Doing hundreds of crunches and planks can be great if you're looking to strengthen your core, but if a defined midsection is what you're after, the cable crunch is the one move you need to add to your repertoire of ab exercises. The cable crunch will define and strengthen your core at the same time since your abs are under constant tension throughout the entire movement. Similar to getting more defined arms, the tension from the weight is what makes the muscle pop.
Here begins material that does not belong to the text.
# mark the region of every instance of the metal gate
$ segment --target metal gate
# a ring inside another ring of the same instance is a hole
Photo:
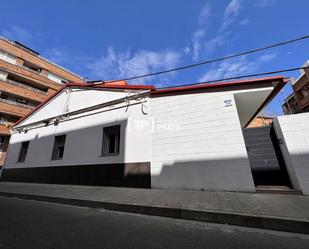
[[[274,128],[245,128],[243,135],[255,185],[290,187],[290,179]]]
If your goal is defined, solid abs, this is the move for you.
Here's how to do it:
- Attach a triceps rope handle to the pulley on the carriage of a cable station. Adjust the carriage so that it's near the top third of the machine. The exact position will vary based on your height.
- Next, select the amount of resistance you want — 22.5 pounds is a great starting point. As you begin to become more comfortable with the movement, feel free to increase the weight.
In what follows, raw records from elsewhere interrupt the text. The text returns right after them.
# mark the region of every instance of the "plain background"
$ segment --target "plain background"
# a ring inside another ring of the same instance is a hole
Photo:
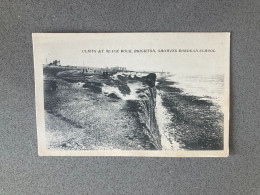
[[[33,32],[231,32],[230,157],[38,157]],[[257,0],[0,0],[0,194],[260,194],[259,34]]]

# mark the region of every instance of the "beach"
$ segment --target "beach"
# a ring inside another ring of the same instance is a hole
[[[174,76],[157,80],[157,92],[166,108],[165,136],[172,148],[185,150],[223,149],[223,114],[213,97],[185,93]],[[177,79],[176,79],[177,80]],[[190,90],[188,90],[190,91]],[[177,144],[176,144],[177,142]],[[177,145],[177,146],[176,146]]]

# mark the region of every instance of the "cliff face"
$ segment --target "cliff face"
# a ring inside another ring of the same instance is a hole
[[[149,137],[151,143],[156,149],[162,149],[161,136],[155,117],[156,88],[149,87],[145,91],[145,94],[148,99],[139,101],[139,104],[142,108],[142,112],[139,113],[139,117],[140,120],[144,122],[147,127],[144,129],[144,133]]]
[[[137,96],[134,99],[127,100],[128,111],[132,113],[139,124],[139,129],[145,134],[144,141],[150,143],[149,149],[160,150],[162,149],[161,136],[155,115],[156,74],[150,73],[147,76],[132,79],[139,83],[140,88],[136,90]],[[131,85],[128,84],[128,86]],[[131,88],[131,91],[134,91],[134,89]]]

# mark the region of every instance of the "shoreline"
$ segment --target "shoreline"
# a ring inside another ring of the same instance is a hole
[[[175,83],[158,79],[157,89],[162,93],[162,104],[172,115],[169,132],[185,150],[223,149],[223,114],[220,106],[208,100],[182,93]]]

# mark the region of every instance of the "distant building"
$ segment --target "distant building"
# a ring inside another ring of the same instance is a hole
[[[82,73],[95,73],[103,74],[106,73],[115,73],[120,71],[126,71],[125,67],[111,67],[111,68],[98,68],[98,67],[88,67],[88,66],[77,66],[77,68],[82,69]]]
[[[126,67],[119,67],[119,66],[112,67],[111,69],[114,71],[126,71]]]
[[[83,73],[88,72],[88,73],[102,73],[101,68],[94,68],[94,67],[83,67]]]
[[[60,66],[60,60],[54,60],[53,62],[49,63],[48,66]]]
- Facing the pulley, come into a kneeling position approximately one and a half feet away from the machine.
- Grab the triceps rope handles and brace your core. You should feel a light stretch in your abs; if not, increase the weight. Make sure your weight is in your shins.
- Simultaneously pull both handles with bent arms and perform a crunch. Your elbows should be parallel to your thighs.
- With control, return to the starting position as you maintain tension on the pulley. That completes one repetition.
- Repeat for three sets of 10 repetitions.